With all that said: there’s a lot of fun to be had in Halloween Kills. I loved the 1978 sequences that mimicked the filmic look of the original. The music is great as always, and some of the kills are as creative as they are brutal. The filmmakers play with several interpretations of Meyers as a villain, having demystified the character as a boogeyman exclusively haunting an older, tougher Laurie Strode’s nightmares in Halloween (2018). In Kills, he’s an unbeatable force of nature, the embodiment of evil, and, when he’s at his best, just a plain old (literally now) psychopath. In one scene, Meyers tests the resistance of a series of knives on a victim’s back with a cold deliberation reminiscent of Ex Machina’s unfeeling killer robot. The mob stuff is fun, though it requires a whole lot of tedious world-building and half-assed character development considering most if not all of the characters present lack franchise staying power. Judy Greer carries every scene she’s in as the daughter of Laurie Strode, nearly making up for the lack of Jamie Lee Curtis. Overall, Halloween Kills is a disappointing second act that nevertheless introduces some cool concepts and memorable setpieces—much like The Last Jedi

Lamb (2021)

Lamb (2021) is the latest horror (or at least horror-adjacent) film from A24, the indie distribution juggernaut behind Ari Aster’s Hereditary and Midsommar, Robert Eggers’ The VVitch and The Lighthouse, and films like The Killing of a Sacred Deer and Climax. I mention these out of a catalogue of over 100 releases since 2013 because they all contain elements of different genres, yet have been marketed as horror. In the case of the aforementioned films, this isn’t a bad strategy. Boasting indie, arthouse bonafides, no A24 film is going to be excluded from a conversation about “real cinema,” and most moviegoers left The Lighthouse, for example, without feeling deceived by false advertising. 

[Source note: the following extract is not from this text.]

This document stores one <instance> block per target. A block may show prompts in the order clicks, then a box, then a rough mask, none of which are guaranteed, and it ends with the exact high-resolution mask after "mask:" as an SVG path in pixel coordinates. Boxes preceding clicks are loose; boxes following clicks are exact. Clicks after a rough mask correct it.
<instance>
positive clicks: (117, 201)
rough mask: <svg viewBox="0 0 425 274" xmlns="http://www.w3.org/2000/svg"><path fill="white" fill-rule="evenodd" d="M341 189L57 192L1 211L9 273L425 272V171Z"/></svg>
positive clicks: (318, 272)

Lamb is by no means a perfect movie, and it is indeed a horror movie, but it suffers from audience expectations. For starters, it’s a slow burn—about as slow as you can get. The principal cast for the bulk of the runtime consists of two married farmers and the half-lamb, half-human daughter that they raise as though she’s their own. If the dominant trend in early 2010s horror was the appearance of the supernatural, the second half of that decade through the early 2020s have been awash with films where characters must confront their grief and trauma. This one is no exception; the husband and wife are dealing with the loss of their own daughter, Ada, whose name they give their new lamb-child. 

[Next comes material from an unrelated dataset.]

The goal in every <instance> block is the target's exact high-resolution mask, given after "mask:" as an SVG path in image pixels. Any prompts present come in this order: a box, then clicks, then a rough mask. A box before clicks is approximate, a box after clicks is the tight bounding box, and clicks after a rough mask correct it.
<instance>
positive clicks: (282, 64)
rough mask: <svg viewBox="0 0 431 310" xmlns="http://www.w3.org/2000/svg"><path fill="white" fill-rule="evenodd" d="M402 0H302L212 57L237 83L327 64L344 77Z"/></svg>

It’s a relatively slow burn until the husband’s brother shows up, per screenwriting rules. A third player, an outsider, inevitably introduces drama, and the brother brings it in spades. Dialogue is sparse but revealing (the husband wishes to go back in time, the wife remarks that his brother has caused trouble before) until some drunken revelry in the third act brings the human drama to a head. The question of the lamb-child and where she came from is eventually answered, but the film abruptly ends soon after. 

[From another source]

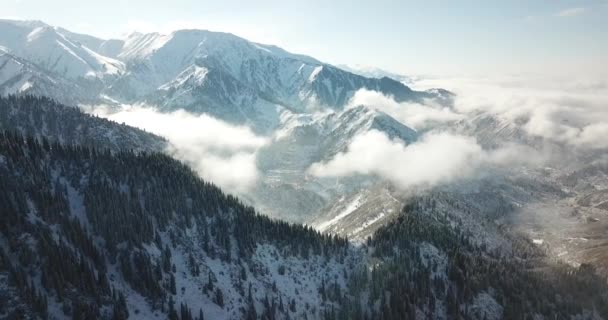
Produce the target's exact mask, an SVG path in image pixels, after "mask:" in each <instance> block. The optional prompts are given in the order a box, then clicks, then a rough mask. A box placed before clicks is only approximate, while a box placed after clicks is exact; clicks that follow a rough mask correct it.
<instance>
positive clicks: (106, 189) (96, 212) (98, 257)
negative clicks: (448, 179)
mask: <svg viewBox="0 0 608 320" xmlns="http://www.w3.org/2000/svg"><path fill="white" fill-rule="evenodd" d="M7 108H9V109H10V108H12V109H15V110H19V113H23V115H24V116H23V117H22V118H18V117H17V118H15V113H14V112H11V115H10V116H11V117H13V118H11V119H12V120H11V122H10V123H11V125H12V127H10V126H8V129H9V130H4V131H2V132H1V133H0V211H1V213H2V214H1V215H0V318H6V319H54V318H61V317H67V318H72V319H127V318H142V317H143V318H146V317H152V316H154V317H155V318H168V319H172V320H173V319H181V320H190V319H213V318H214V316H215V315H216V314H218V310H224V311H228V312H229V314H230V316H231V318H235V319H240V318H242V319H435V318H443V317H446V318H448V319H499V318H504V319H538V318H539V317H541V316H542V317H543V318H544V319H596V318H598V317H602V318H606V317H608V286H607V285H606V279H605V278H601V277H600V276H598V275H597V273H596V272H595V270H594V268H593V267H592V266H590V265H586V264H583V265H581V266H580V267H577V268H574V267H571V266H568V265H565V264H560V263H556V262H551V261H549V260H548V259H546V257H545V254H544V252H542V251H541V250H540V249H538V248H537V247H535V246H534V245H533V244H532V243H530V242H529V241H527V240H525V239H522V238H518V237H515V236H513V235H512V234H511V233H510V231H509V230H502V231H501V232H502V233H503V235H504V237H505V238H506V239H508V241H509V244H510V248H511V250H510V251H504V250H495V249H493V248H488V247H486V246H485V245H484V244H483V243H479V242H477V241H474V239H472V238H471V235H470V234H468V233H467V232H466V231H463V230H464V229H462V228H459V227H458V224H457V223H456V224H454V223H452V222H453V221H452V220H451V218H450V210H451V208H456V207H457V206H459V204H458V203H457V201H451V200H449V199H448V200H446V197H444V196H440V195H437V194H432V193H431V194H427V195H424V196H420V197H416V198H413V199H411V201H409V203H408V204H407V205H406V206H405V207H404V208H403V210H402V211H401V213H399V214H398V215H397V217H396V218H395V219H394V221H392V223H390V224H387V225H385V226H384V227H382V228H380V229H379V230H377V231H376V232H375V233H374V235H373V236H371V237H370V238H369V239H368V240H367V241H366V242H365V243H362V244H352V243H350V242H349V241H348V240H347V239H345V238H341V237H338V236H333V235H328V234H322V233H320V232H318V231H315V230H314V229H312V228H311V227H307V226H303V225H296V224H289V223H286V222H282V221H278V220H273V219H270V218H268V217H266V216H264V215H262V214H259V213H257V212H256V211H255V209H254V208H252V207H249V206H247V205H244V204H243V203H242V202H241V201H240V200H239V199H238V198H236V197H234V196H231V195H228V194H225V193H224V192H223V191H222V190H220V189H219V188H218V187H216V186H214V185H213V184H212V183H209V182H206V181H203V180H201V179H200V178H199V177H198V176H197V175H196V174H195V173H194V172H193V171H192V170H191V169H190V168H189V167H188V166H186V165H185V164H182V163H180V162H179V161H177V160H174V159H172V158H170V157H169V156H167V155H165V154H161V153H155V152H146V151H145V150H143V151H142V149H137V150H136V151H131V149H134V148H133V147H132V146H131V145H130V144H128V145H127V146H126V147H124V148H115V147H112V146H111V145H110V146H108V145H107V141H105V140H103V139H101V140H96V139H93V140H91V141H88V142H87V140H82V139H77V137H76V136H74V137H72V138H68V136H67V134H64V133H57V134H58V135H60V136H61V137H63V139H57V138H53V135H49V136H48V138H47V137H46V134H40V133H36V128H41V127H46V128H49V129H47V130H48V131H46V132H58V131H57V130H60V128H61V127H64V126H58V125H57V122H58V121H60V118H58V114H65V113H66V112H74V116H73V117H74V120H73V121H75V122H76V121H80V120H79V119H78V118H79V117H81V116H82V114H79V112H78V111H75V110H74V111H66V110H65V107H62V106H61V105H58V104H56V103H55V102H53V101H51V100H48V99H43V98H34V97H9V98H2V99H1V100H0V110H4V111H0V112H3V113H0V115H1V117H0V120H2V121H5V120H6V119H7V117H9V115H7V113H6V112H5V111H6V110H7ZM28 110H29V111H28ZM40 110H46V111H44V112H42V111H40ZM28 112H31V113H38V114H44V115H45V118H44V119H39V120H31V119H32V118H31V117H29V116H25V115H27V114H28ZM49 115H53V116H49ZM52 117H57V118H55V120H53V119H54V118H52ZM28 118H29V119H30V120H28V121H34V122H33V124H32V125H31V127H26V126H25V125H23V124H22V123H29V122H28V121H26V120H23V119H28ZM20 119H21V120H20ZM88 119H89V120H87V121H92V123H97V122H99V123H103V125H104V126H110V127H114V126H119V125H117V124H114V123H112V122H107V123H106V122H105V120H97V119H95V118H88ZM92 119H93V120H92ZM2 121H0V123H5V124H3V127H4V128H5V129H6V127H7V125H6V123H9V122H2ZM61 121H62V120H61ZM53 123H54V124H53ZM85 123H86V122H85ZM15 124H22V125H19V126H16V125H15ZM53 126H55V127H54V128H55V129H51V128H53ZM81 128H82V127H81ZM68 131H70V132H72V131H71V130H68ZM24 132H25V133H28V134H31V135H24V134H23V133H24ZM138 134H143V133H141V132H138ZM79 136H80V137H86V135H79ZM83 139H84V138H83Z"/></svg>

Walking out of the theater, my friends and I were split on whether or not we liked it, and this split mostly boiled down to the ending. One common theme: those who wanted more out of this odd concept and felt that the script didn’t ultimately deliver on its premise also didn’t love The VVitch. And so, when I mention Lamb now, and am asked if I’d recommend it, I’ll say, “It depends. What did you think about The VVitch?” If you liked that one, you probably won’t be disappointed by Lamb. If not, hold off for streaming.